At the cellular level, speech-specificity could mean that neurons generating the response prefer sounds that form phonetically (linguistically) relevant combinations of acoustic features. Acoustically, speech sounds do not have any single unique property different from nonspeech sounds but rather represent particular (unique) combinations of different properties (Stevens, 1980). Although there is plenty of information available on how phonetically important features are encoded in the cochlear nucleus and auditory nerve (see e.g. Delgutte, 1999), the combinations of features in speech sounds that are critical for analysis at the cortical level are less well defined.

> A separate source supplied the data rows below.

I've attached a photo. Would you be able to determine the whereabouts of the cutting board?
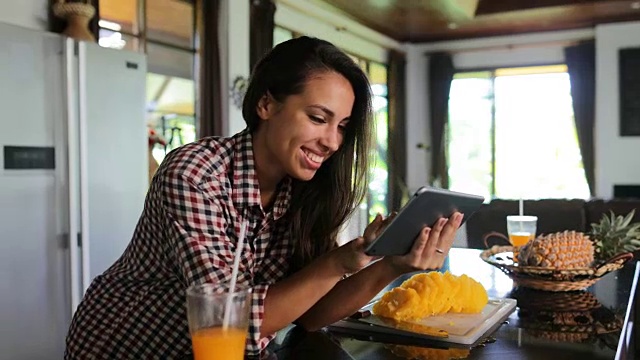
[334,298,516,345]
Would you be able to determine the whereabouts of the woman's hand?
[334,213,396,274]
[382,212,463,276]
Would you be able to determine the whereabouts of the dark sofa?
[466,199,640,249]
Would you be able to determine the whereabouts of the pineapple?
[591,210,640,261]
[373,271,489,321]
[518,231,594,269]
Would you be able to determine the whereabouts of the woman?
[66,37,462,359]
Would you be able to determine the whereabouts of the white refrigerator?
[0,24,148,360]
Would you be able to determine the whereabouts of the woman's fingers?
[422,218,448,260]
[409,227,431,254]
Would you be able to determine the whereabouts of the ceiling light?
[98,20,122,31]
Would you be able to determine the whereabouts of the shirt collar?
[230,129,291,220]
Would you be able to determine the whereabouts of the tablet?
[365,187,484,256]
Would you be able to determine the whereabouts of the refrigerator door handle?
[64,38,81,314]
[78,41,91,296]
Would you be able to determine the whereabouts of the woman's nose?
[321,126,342,152]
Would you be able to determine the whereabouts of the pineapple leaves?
[590,209,640,260]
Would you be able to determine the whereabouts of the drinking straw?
[518,196,524,231]
[222,221,247,330]
[519,197,524,216]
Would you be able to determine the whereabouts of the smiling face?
[254,71,355,186]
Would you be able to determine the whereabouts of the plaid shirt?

The present study implies that a simple combination of formant frequencies does not suffice as the N100m response differed from that evoked by simple speech sounds.

‘Combination sensitive’ neurons, originally proposed by Suga et al. (1978) in a study on auditory system of echolocating bats, have been investigated in a number of animal species and recently also in nonhuman primates (Rauschecker et al., 1995). In the macaque, neurons located posterior to the primary auditory cortex of the left hemisphere (roughly corresponding to the location of our N100m source areas) responded better to complex sounds, e.g. species-specific calls, than to simple tones (Rauschecker et al., 1995). This kind of preference is suggested to be the result of nonlinear summation of inputs from more narrowly tuned neurons in the primary auditory cortex (Rauschecker et al., 1995; Rauschecker, 1998).

Some degree of correspondence between nonhuman primates and humans is suggested by the observation that increased stimulus complexity (band-passed noise versus pure tones) results in similarly enhanced activation in humans, in corresponding areas posterior to the primary auditory cortex (Wessinger et al., 2001). However, as phonetics of human speech is not directly comparable to animal communication sounds, nor is it known whether analysis of speech sounds uses the same computations as other complex sounds, these observations cannot be unequivocally linked to human speech perception.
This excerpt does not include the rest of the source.